Bagi masyarakat Arab Saudi, salju mungkin menjadi tontonan yang menakjubkan dan menarik wisatawan. Namun, di balik keindahannya, terdapat implikasi praktis. Infrastruktur di wilayah yang tidak biasa menghadapi salju lebat perlu diantisipasi. Begitu pula dengan aktivitas pertanian dan transportasi. Ini adalah contoh nyata bagaimana perubahan pola cuaca, sekalipun bersifat sementara atau musiman, dapat langsung berdampak pada kehidupan sosial dan ekonomi. Sementara kita menikmati foto-foto viral salju di gurun, para ilmuwan dan otoritas setempat pasti sedang bekerja keras memetakan dampak dan menyiapkan mitigasinya.
Baca Juga:
Antara Keindahan Alam dan Kewaspadaan Iklim
Jadi, bagaimana kita harus menyikapi fenomena ini? Pertama, dengan mengapresiasi penjelasan ilmiah yang diberikan oleh para pakar meteorologi dan astronomi. Kedua, dengan menempatkannya dalam lensa yang lebih luas tentang kerentanan kita terhadap cuaca ekstrem. Peristiwa salju di Arab Saudi dan cuaca panas ekstrem yang diprediksi melanda Indonesia adalah dua sisi dari mata uang yang sama. Keduanya menuntut kesiapsiagaan yang lebih baik. Kesiapsiagaan itu tidak hanya berupa sistem peringatan dini, tetapi juga adaptasi dalam cara kita membangun kota, mengelola sumber daya air, dan merancang kebijakan publik.
Fenomena alam selalu punya cara untuk mengingatkan kita tentang betapa kecilnya manusia di hadapan kekuatan planet ini. Salju yang menyelimuti gurun Arab Saudi adalah pengingat yang dramatis dan visual. Ia menunjukkan bahwa pola-pola yang kita anggap tetap dan pasti, pada akhirnya bisa berubah. Dalam menghadapi ketidakpastian ini, ilmu pengetahuan dan teknologi adalah sekutu terbaik kita.

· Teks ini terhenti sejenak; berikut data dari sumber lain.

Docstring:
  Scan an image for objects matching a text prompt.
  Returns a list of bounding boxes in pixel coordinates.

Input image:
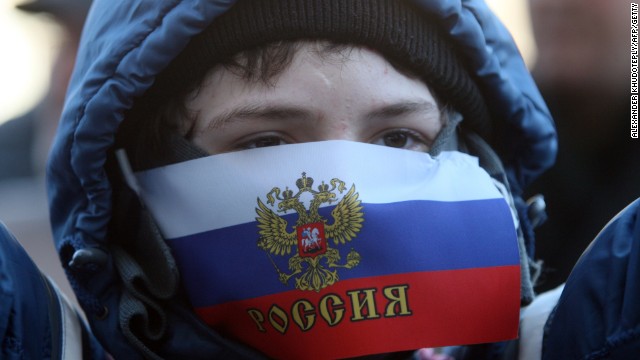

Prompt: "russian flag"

[136,141,520,359]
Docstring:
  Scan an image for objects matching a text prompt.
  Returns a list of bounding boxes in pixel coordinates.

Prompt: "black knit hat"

[154,0,490,135]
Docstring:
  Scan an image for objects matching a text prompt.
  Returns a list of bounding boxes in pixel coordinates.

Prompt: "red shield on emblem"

[296,221,327,257]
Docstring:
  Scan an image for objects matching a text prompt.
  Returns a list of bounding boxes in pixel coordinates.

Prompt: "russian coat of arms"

[256,173,364,291]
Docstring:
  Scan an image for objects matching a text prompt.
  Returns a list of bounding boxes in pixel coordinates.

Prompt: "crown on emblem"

[296,172,313,190]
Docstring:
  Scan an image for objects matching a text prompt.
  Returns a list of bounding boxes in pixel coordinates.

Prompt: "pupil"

[384,133,407,147]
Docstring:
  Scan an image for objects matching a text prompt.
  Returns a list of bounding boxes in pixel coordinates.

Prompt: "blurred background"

[0,0,535,123]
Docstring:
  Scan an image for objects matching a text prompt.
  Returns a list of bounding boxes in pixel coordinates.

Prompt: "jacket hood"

[47,0,557,358]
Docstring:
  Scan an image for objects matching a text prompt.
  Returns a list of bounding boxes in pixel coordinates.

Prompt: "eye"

[371,129,431,152]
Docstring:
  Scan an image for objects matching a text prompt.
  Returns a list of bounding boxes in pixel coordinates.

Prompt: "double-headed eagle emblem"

[256,173,364,291]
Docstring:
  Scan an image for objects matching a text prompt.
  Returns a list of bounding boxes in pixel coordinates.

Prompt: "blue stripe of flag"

[168,199,519,307]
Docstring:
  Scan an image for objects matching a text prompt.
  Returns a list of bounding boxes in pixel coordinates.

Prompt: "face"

[187,44,442,154]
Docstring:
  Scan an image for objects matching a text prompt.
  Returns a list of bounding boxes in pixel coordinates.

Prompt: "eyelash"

[236,128,431,151]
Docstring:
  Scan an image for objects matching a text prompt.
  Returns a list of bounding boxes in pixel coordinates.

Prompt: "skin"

[183,44,444,359]
[184,44,443,154]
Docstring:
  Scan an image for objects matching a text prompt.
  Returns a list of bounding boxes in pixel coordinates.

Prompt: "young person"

[42,0,636,358]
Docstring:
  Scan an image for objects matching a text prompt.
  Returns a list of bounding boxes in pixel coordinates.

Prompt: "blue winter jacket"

[40,0,608,359]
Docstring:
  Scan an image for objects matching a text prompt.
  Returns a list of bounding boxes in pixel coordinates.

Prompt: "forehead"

[190,42,438,108]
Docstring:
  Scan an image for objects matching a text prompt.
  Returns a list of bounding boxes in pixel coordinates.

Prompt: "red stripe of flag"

[196,265,520,359]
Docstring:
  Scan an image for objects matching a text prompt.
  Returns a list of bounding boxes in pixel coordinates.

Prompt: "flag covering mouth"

[136,141,520,359]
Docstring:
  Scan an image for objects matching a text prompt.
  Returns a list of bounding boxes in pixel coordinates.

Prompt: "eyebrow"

[367,101,440,119]
[202,101,439,131]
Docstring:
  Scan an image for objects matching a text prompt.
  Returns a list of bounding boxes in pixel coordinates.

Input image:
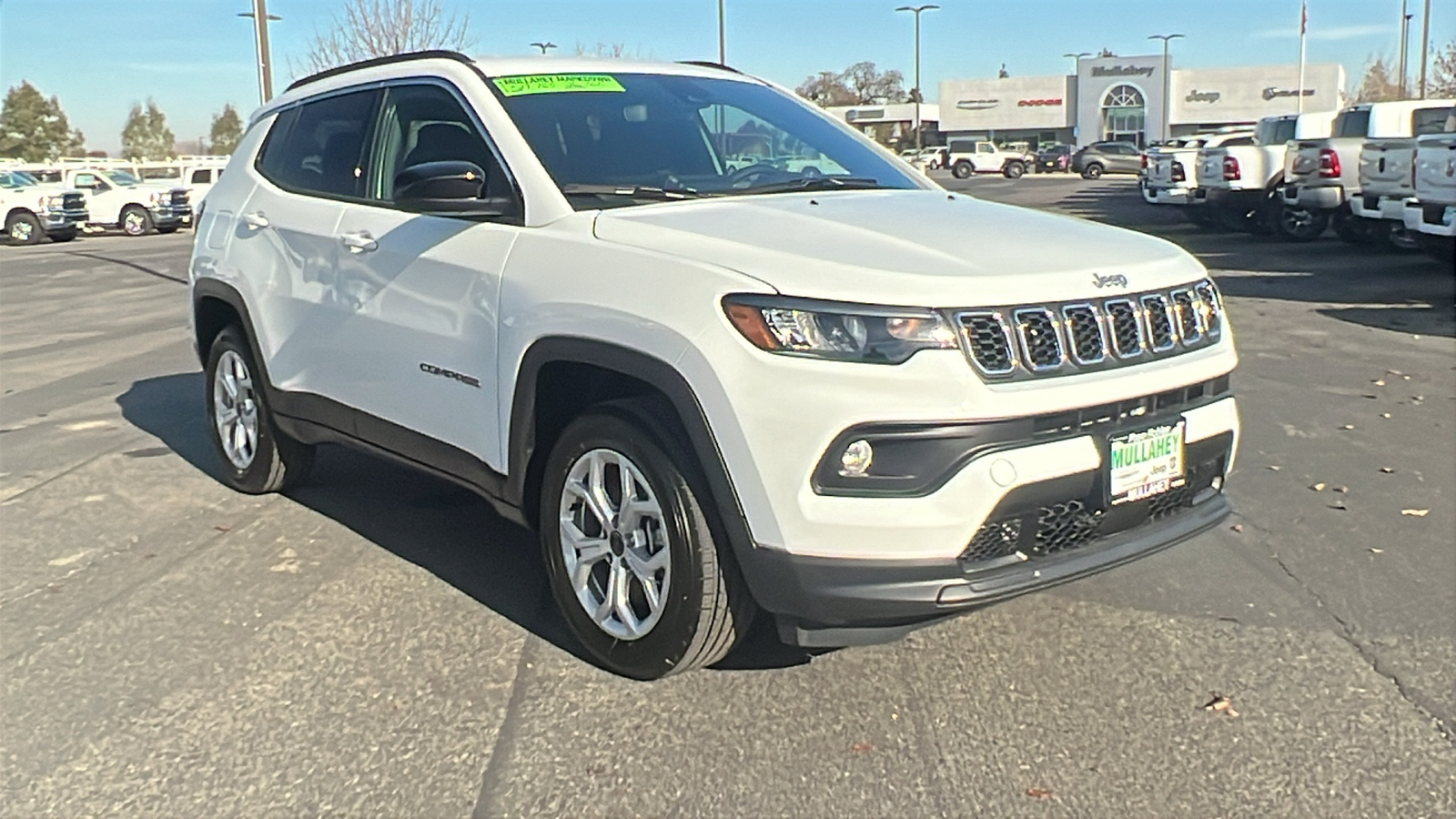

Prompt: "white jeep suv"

[191,53,1239,679]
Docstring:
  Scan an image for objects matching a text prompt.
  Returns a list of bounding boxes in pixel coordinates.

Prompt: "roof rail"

[284,48,475,93]
[679,60,743,75]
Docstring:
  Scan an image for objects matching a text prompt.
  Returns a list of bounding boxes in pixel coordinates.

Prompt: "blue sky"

[0,0,1456,152]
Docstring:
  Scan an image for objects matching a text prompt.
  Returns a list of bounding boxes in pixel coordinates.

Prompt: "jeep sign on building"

[941,60,1345,146]
[1169,63,1345,126]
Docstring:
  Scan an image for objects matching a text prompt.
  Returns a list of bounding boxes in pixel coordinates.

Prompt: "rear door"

[330,80,521,468]
[228,89,380,396]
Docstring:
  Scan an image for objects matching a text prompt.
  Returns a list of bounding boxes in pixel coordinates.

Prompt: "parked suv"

[1072,143,1143,179]
[189,53,1239,679]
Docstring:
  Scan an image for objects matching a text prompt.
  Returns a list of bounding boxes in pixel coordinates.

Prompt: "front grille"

[959,455,1225,571]
[956,279,1223,379]
[1015,308,1061,370]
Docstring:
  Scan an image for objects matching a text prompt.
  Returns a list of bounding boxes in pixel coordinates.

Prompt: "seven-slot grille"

[956,279,1223,379]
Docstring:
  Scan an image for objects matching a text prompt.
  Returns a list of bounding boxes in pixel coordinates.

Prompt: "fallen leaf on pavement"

[1203,693,1239,717]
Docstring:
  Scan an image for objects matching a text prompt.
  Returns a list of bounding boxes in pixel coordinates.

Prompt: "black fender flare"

[505,337,754,560]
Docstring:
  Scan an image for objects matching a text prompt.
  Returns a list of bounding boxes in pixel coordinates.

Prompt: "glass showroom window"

[1102,85,1148,147]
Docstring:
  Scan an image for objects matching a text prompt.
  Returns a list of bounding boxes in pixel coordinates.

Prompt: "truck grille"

[956,279,1223,380]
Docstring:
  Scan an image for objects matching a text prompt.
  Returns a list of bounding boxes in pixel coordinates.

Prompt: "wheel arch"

[507,337,753,555]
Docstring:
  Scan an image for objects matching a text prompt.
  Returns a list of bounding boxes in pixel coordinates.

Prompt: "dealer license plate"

[1108,421,1184,506]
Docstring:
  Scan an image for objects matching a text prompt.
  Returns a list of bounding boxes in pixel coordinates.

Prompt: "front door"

[330,82,520,470]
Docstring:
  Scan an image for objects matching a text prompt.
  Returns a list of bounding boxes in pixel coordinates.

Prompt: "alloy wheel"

[213,349,258,470]
[558,449,672,640]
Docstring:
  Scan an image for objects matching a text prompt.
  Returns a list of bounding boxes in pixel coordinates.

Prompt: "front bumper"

[1350,196,1405,221]
[1400,199,1456,238]
[1284,182,1345,210]
[740,379,1238,645]
[42,208,90,233]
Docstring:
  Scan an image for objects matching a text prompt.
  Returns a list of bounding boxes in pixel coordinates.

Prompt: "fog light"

[839,439,875,478]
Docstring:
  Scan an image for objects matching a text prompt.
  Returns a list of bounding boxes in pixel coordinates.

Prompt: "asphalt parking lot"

[0,177,1456,819]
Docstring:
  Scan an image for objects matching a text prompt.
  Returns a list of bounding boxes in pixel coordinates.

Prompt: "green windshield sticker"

[495,75,628,96]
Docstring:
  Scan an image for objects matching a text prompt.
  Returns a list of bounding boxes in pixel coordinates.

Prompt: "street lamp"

[1148,34,1182,143]
[895,5,939,152]
[238,0,282,105]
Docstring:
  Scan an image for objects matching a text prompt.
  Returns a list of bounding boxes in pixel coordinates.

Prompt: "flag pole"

[1294,0,1309,114]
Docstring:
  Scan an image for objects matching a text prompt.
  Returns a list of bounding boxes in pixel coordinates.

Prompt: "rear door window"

[1410,106,1451,137]
[258,90,380,198]
[1330,108,1370,137]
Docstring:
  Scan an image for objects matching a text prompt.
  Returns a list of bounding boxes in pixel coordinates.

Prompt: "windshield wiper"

[561,184,709,201]
[733,177,885,196]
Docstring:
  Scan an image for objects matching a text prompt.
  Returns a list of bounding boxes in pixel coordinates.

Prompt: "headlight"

[723,296,956,364]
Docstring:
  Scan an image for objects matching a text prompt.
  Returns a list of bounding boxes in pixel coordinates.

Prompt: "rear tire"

[204,325,313,495]
[541,402,755,679]
[5,211,46,245]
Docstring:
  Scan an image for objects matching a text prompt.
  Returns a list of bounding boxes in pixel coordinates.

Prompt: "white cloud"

[1254,22,1396,42]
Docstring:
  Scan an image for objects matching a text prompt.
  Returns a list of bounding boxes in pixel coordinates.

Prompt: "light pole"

[895,5,939,152]
[238,0,282,105]
[1148,34,1182,143]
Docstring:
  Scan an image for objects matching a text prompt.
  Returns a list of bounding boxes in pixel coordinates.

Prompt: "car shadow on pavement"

[116,373,818,671]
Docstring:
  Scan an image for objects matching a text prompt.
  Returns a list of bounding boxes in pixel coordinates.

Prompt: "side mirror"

[395,160,515,216]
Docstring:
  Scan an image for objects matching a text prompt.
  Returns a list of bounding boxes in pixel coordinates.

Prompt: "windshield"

[102,170,141,185]
[493,75,919,208]
[1254,118,1296,146]
[0,170,35,188]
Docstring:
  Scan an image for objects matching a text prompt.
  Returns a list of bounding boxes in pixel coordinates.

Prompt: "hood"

[594,191,1207,308]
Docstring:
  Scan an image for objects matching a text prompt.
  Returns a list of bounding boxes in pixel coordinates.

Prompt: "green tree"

[208,102,243,153]
[0,80,86,162]
[121,96,177,159]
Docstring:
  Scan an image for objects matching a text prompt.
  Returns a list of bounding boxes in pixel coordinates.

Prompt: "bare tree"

[288,0,475,75]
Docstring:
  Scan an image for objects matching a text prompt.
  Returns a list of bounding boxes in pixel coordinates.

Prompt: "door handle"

[339,230,379,254]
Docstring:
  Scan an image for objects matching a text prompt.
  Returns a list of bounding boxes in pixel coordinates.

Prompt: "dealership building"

[937,54,1345,146]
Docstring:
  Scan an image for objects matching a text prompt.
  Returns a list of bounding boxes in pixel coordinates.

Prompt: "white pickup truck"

[945,140,1036,179]
[1403,109,1456,262]
[1197,111,1335,238]
[1143,131,1254,216]
[0,170,90,245]
[1350,101,1451,248]
[1284,99,1451,243]
[63,167,192,236]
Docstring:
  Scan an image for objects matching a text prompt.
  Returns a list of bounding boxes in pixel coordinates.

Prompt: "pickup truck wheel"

[541,404,754,679]
[1279,207,1330,242]
[5,213,46,245]
[121,206,151,236]
[204,325,313,494]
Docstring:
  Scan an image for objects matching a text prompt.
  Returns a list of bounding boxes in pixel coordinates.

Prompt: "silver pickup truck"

[1284,99,1451,243]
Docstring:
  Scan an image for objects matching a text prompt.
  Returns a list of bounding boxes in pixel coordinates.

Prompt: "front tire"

[121,206,151,236]
[204,325,313,495]
[541,404,754,679]
[5,211,46,245]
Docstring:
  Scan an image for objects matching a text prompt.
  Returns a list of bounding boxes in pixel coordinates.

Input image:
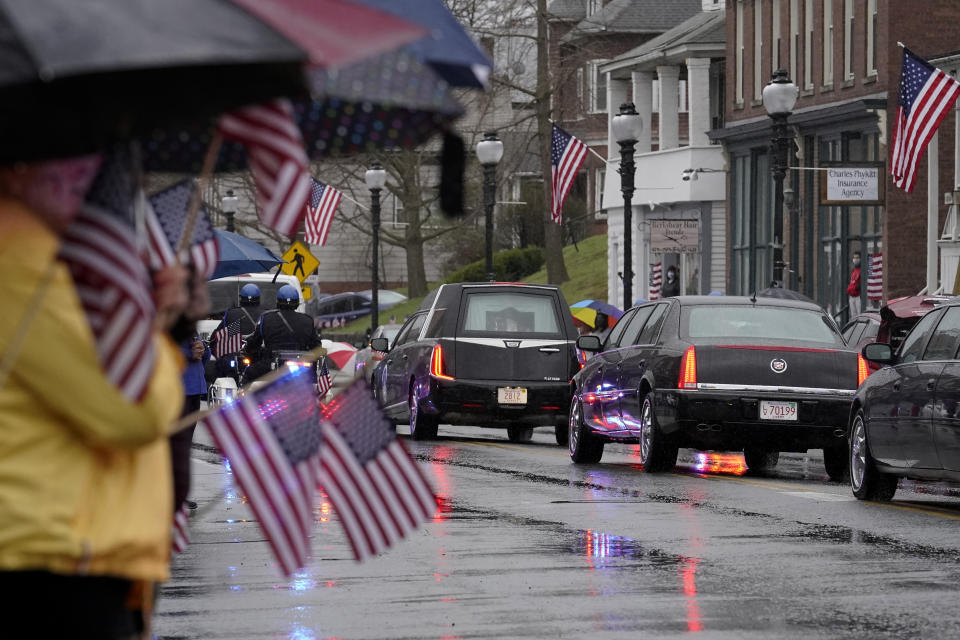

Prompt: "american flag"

[210,318,244,358]
[202,368,321,576]
[171,504,190,553]
[890,47,960,193]
[304,178,343,247]
[867,253,883,300]
[550,125,587,224]
[647,262,663,300]
[317,358,333,399]
[60,151,156,401]
[320,381,437,561]
[219,99,312,236]
[146,180,220,280]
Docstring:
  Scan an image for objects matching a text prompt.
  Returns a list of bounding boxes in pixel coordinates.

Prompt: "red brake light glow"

[677,347,697,389]
[430,345,453,380]
[857,353,870,387]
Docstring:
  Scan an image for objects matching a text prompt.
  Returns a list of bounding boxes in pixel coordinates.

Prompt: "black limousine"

[569,296,867,481]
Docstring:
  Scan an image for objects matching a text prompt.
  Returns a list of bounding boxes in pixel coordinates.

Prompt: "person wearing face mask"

[660,265,680,298]
[847,251,860,318]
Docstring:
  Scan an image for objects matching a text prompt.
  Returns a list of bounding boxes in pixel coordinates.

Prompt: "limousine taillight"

[430,344,454,380]
[677,347,697,389]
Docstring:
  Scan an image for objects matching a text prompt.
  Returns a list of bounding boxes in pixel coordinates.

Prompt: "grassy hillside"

[336,235,607,335]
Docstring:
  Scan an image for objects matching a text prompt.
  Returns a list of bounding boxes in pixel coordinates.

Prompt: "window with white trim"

[803,0,814,90]
[587,60,607,113]
[740,0,743,104]
[843,0,853,80]
[753,0,764,100]
[823,0,833,87]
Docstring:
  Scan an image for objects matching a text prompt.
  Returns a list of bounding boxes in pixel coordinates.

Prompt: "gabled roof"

[547,0,587,22]
[561,0,702,42]
[603,11,727,71]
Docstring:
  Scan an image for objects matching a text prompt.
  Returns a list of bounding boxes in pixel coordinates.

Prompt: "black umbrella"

[757,287,816,304]
[0,0,424,164]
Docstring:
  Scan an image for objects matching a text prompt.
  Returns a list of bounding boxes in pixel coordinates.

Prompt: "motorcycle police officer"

[206,283,260,383]
[243,284,320,383]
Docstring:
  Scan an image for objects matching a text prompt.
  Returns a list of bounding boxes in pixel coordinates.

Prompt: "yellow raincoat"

[0,198,183,581]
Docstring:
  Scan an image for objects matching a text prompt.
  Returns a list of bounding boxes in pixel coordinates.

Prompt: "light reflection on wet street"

[155,425,960,640]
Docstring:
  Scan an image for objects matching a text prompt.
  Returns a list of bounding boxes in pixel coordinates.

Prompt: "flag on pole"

[304,178,343,247]
[867,253,883,300]
[219,99,311,236]
[890,47,960,193]
[320,381,437,561]
[202,367,321,576]
[146,180,220,280]
[60,152,156,402]
[210,317,244,358]
[647,262,663,300]
[171,504,190,553]
[550,125,587,224]
[317,357,333,400]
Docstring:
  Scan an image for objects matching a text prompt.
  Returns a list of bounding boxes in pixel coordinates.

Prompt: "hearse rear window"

[683,305,842,346]
[463,292,560,335]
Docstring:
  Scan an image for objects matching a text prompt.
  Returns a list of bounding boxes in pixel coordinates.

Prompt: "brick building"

[711,0,960,320]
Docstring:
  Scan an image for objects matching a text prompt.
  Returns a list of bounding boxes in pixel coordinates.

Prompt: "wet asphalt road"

[154,425,960,640]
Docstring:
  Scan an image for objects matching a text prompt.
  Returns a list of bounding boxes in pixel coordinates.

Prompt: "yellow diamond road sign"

[280,240,320,284]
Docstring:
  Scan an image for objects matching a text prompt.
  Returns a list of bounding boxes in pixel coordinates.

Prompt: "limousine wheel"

[849,411,897,502]
[408,383,439,440]
[568,396,603,464]
[823,446,849,482]
[743,447,780,474]
[640,392,679,473]
[507,427,533,442]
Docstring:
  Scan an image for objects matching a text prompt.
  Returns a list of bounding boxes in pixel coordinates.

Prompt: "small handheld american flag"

[320,381,437,561]
[867,253,883,300]
[304,178,343,247]
[210,318,243,358]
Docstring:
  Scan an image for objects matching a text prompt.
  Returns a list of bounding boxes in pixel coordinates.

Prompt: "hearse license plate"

[497,387,527,404]
[760,400,797,421]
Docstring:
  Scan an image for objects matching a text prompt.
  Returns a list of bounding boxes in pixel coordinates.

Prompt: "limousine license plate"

[497,387,527,404]
[760,400,797,421]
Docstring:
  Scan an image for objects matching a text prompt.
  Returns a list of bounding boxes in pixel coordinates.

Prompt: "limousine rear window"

[463,291,560,335]
[683,305,841,345]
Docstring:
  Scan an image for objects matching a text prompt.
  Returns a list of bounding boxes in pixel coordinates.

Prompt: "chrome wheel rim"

[567,398,581,455]
[640,398,653,462]
[850,416,867,491]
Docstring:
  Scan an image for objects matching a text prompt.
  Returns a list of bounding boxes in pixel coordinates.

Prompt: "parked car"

[569,296,867,480]
[371,283,580,444]
[312,290,407,327]
[357,324,402,386]
[849,302,960,500]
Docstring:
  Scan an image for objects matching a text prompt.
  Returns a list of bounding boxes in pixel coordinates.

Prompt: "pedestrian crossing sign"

[280,240,320,284]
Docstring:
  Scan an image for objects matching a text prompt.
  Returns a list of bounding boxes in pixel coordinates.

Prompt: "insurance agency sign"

[819,162,886,205]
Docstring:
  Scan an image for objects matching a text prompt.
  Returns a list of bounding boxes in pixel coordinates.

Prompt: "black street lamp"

[220,189,240,232]
[477,131,503,282]
[611,102,643,309]
[763,69,799,287]
[363,162,387,333]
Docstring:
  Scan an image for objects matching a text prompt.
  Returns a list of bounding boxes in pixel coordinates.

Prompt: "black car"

[850,303,960,500]
[370,283,580,444]
[569,296,867,480]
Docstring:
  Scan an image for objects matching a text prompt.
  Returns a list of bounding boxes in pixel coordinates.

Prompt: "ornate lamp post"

[363,162,387,332]
[763,69,798,287]
[220,189,240,232]
[611,102,643,309]
[477,131,503,282]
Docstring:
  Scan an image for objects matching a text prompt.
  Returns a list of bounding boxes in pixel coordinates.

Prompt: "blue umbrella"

[354,0,493,89]
[210,229,283,280]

Dari pemahaman tentang sistem tekanan rendah hingga pemanfaatan kecerdasan buatan untuk prediksi, upaya-upaya itulah yang akan membantu kita tidak hanya sekadar menyaksikan keajaiban alam, tetapi juga bersiap menghadapi konsekuensinya. Setiap fluktuasi cuaca, entah itu salju di padang pasir atau hujan deras di musim kemarau, adalah bagian dari narasi besar perubahan iklim global yang harus kita baca dengan saksama.